There's a specific kind of Monday morning feeling that Early Days users know: you open the app, and there's a summary waiting for you. Not a report. Not a list. A letter — warm, specific, written in a voice that somehow feels like yours — about the week you just lived.
This is what AI weekly summaries do, and it's one of the features parents tell us they look forward to most.
Why Summaries Matter
Journaling is an act of capture. You're trying to hold onto a moment before it slips away. But even when you journal consistently, the entries can feel scattered — a voice note from Tuesday, a photo from Thursday, a late-night reflection from Saturday. Each one is a pixel. The weekly summary is the picture.
Good summaries do something individual entries can't: they find the through-line. They notice that you mentioned feeling overwhelmed on Wednesday and then wrote about gratitude on Sunday, and they hold both of those truths together. They reflect back not just what happened, but what the week meant as a whole.
This is the difference between a memory and a story. We want to help you build the story.
What Goes Into a Summary
Every Monday morning, Early Days collects your entries from the past seven days — text, voice transcriptions, photos, everything you captured — and sends them to Claude, Anthropic's AI model, with a carefully designed prompt.
We spent a long time thinking about what a good summary should feel like. Our criteria:
- Warm, not clinical. This isn't a performance review of your parenting week. It's a reflection from someone who cares about your family.
- Specific, not generic. A good summary mentions the things you actually wrote about — the specific words your baby said, the specific fear you named, the specific moment that surprised you.
- Honest about complexity. The early months are hard and beautiful simultaneously. A summary that only reflects the beauty feels false. One that only reflects the difficulty is demoralizing. Good summaries hold both.
- Short enough to read. We've landed on summaries that take about two minutes to read — substantial but not daunting.
Monthly Summaries: The Longer View
On the first of each month, Early Days generates a monthly summary — a longer reflection tracing the arc of an entire four weeks. These are the summaries that tend to make parents catch their breath.
A month is long enough for things to change. The baby who was struggling with sleep at the start of October may be sleeping better by the end. The parent who was drowning in week one may have found their footing by week four. Monthly summaries capture these arcs in ways that weekly snapshots can't.
Premium subscribers get both weekly and monthly summaries. Free tier users receive monthly summaries. Either way, you get a narrative record of your family's story — one that builds, month by month, into something you'll be able to share with your child someday.
Your Data, Private by Design
We know that sending journal entries to an AI model raises questions. Here's our answer: your entries are sent to Claude's API solely to generate your summary. They are not stored by Anthropic beyond the API call. They are not used to train AI models. They are not shared with advertisers, partners, or anyone else.
Your journal entries are private. That's not marketing language — it's the actual design of the system. We make money when you pay for Early Days, not when your data is someone else's product.
The Monday Morning Gift
Parents tell us that the weekly summary has become one of their favorite parts of the week. Not because it's particularly long or elaborate, but because it makes them feel like their week was worth something — like someone was paying attention, taking notes, finding the meaning in the ordinary.

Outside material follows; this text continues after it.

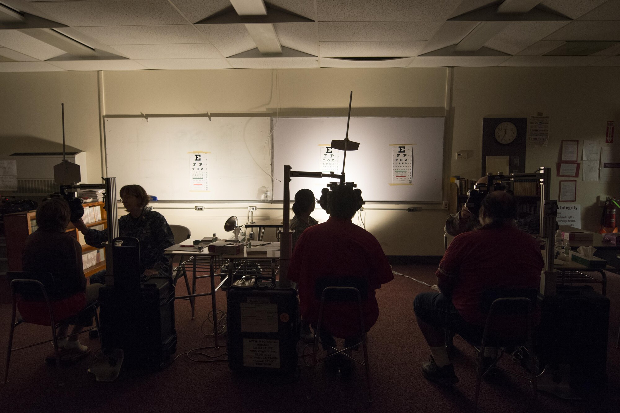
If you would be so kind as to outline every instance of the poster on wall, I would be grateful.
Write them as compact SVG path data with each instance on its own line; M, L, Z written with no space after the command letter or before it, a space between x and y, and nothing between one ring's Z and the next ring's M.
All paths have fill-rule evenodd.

That feeling is rare in early parenthood, when the days blur and the weeks disappear and you sometimes can't remember whether something happened yesterday or last month. The summary is an anchor. It's evidence that this week happened, that it mattered, that someone wrote it down.
That someone is you. We just help you see it.

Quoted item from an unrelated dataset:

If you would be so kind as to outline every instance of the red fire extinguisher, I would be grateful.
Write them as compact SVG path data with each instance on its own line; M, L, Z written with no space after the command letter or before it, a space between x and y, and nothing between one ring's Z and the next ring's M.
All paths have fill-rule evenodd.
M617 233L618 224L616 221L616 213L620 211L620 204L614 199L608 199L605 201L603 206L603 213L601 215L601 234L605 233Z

Frequently Asked Questions
How do AI summaries work in Early Days?
Each Monday, Early Days collects all your journal entries from the past seven days and sends them to Claude (Anthropic's AI model) to generate a warm, narrative summary of your week. The summary is delivered inside the app and references specific things you wrote about. Monthly summaries are generated on the first of each month.

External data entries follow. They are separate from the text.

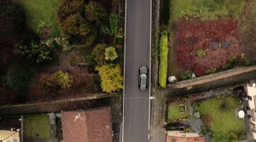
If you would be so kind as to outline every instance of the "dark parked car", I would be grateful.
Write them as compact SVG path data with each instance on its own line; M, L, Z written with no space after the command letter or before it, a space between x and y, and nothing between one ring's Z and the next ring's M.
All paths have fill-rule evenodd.
M148 87L148 67L141 66L139 69L139 89L141 90L146 90Z

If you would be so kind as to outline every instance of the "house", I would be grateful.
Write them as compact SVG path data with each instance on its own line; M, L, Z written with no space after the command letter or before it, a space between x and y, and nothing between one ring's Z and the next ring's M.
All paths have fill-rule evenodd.
M166 142L205 142L204 136L196 132L184 132L182 131L168 131Z
M19 142L20 133L16 131L0 130L0 142Z
M61 111L65 142L113 142L110 108Z
M246 92L248 110L247 110L247 114L250 116L250 127L252 130L252 136L256 139L256 87L255 84L253 85L247 84L245 87L245 90Z

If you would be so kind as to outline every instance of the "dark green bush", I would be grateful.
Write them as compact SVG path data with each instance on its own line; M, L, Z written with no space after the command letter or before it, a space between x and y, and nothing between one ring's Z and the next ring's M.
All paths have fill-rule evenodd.
M159 82L160 86L165 88L166 87L167 68L168 68L168 32L163 31L160 38L160 65Z
M216 67L211 67L211 69L206 71L205 75L211 75L212 73L215 73L217 71Z
M106 45L99 43L96 45L92 52L92 55L95 57L94 60L99 65L106 62L104 59L106 48L107 48Z
M91 1L84 7L84 14L90 21L98 21L106 15L104 8L97 1Z
M179 76L178 80L189 80L192 78L192 73L190 71L183 71Z
M239 61L239 59L237 57L233 57L229 59L229 60L224 65L223 69L230 69L234 68L235 66L237 66Z

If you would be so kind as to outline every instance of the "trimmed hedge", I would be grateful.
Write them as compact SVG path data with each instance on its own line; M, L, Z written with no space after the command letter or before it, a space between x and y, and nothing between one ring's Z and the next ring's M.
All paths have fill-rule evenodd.
M168 67L168 32L164 31L162 32L160 38L160 65L159 82L160 86L166 87L167 80L167 67Z

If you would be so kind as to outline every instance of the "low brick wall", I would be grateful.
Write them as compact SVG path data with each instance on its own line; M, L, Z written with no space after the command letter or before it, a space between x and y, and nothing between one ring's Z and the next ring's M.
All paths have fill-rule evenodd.
M167 96L180 96L220 87L243 85L256 78L256 66L237 67L213 75L170 83L163 91ZM192 87L188 90L188 87Z
M44 102L33 104L13 104L0 106L0 115L50 113L61 110L84 110L95 106L104 99L117 94L97 94L91 97Z

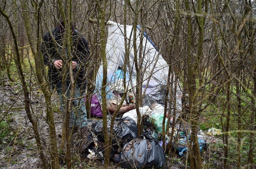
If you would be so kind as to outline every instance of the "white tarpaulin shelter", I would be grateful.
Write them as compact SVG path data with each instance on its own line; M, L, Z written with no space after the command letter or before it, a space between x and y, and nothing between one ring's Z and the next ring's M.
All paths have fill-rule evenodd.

Is my journal data used to train AI models?
No. Your journal entries are sent to Claude's API to generate your personal summary and are not retained or used for model training. Early Days does not sell or share your data with third parties.
How many journal entries do I need for a summary?
Early Days generates a summary when you have at least 3 entries in the period. Summaries are richer with more entries, but even a handful of entries in a week produces a meaningful reflection.
What does an AI summary actually look like?
Summaries are 2–4 paragraphs of warm, narrative prose that reference specific things from your entries — a moment you described, a feeling you named, a change you noticed in your baby or yourself. They're written to feel like a thoughtful letter from someone who read everything you wrote, not a bullet-point report.
Does my partner get their own summary or do we share one?
Summaries are generated from the combined journal entries of both partners when you're using partner sharing. Both partners can read the same shared summary, which reflects the week's entries from both people.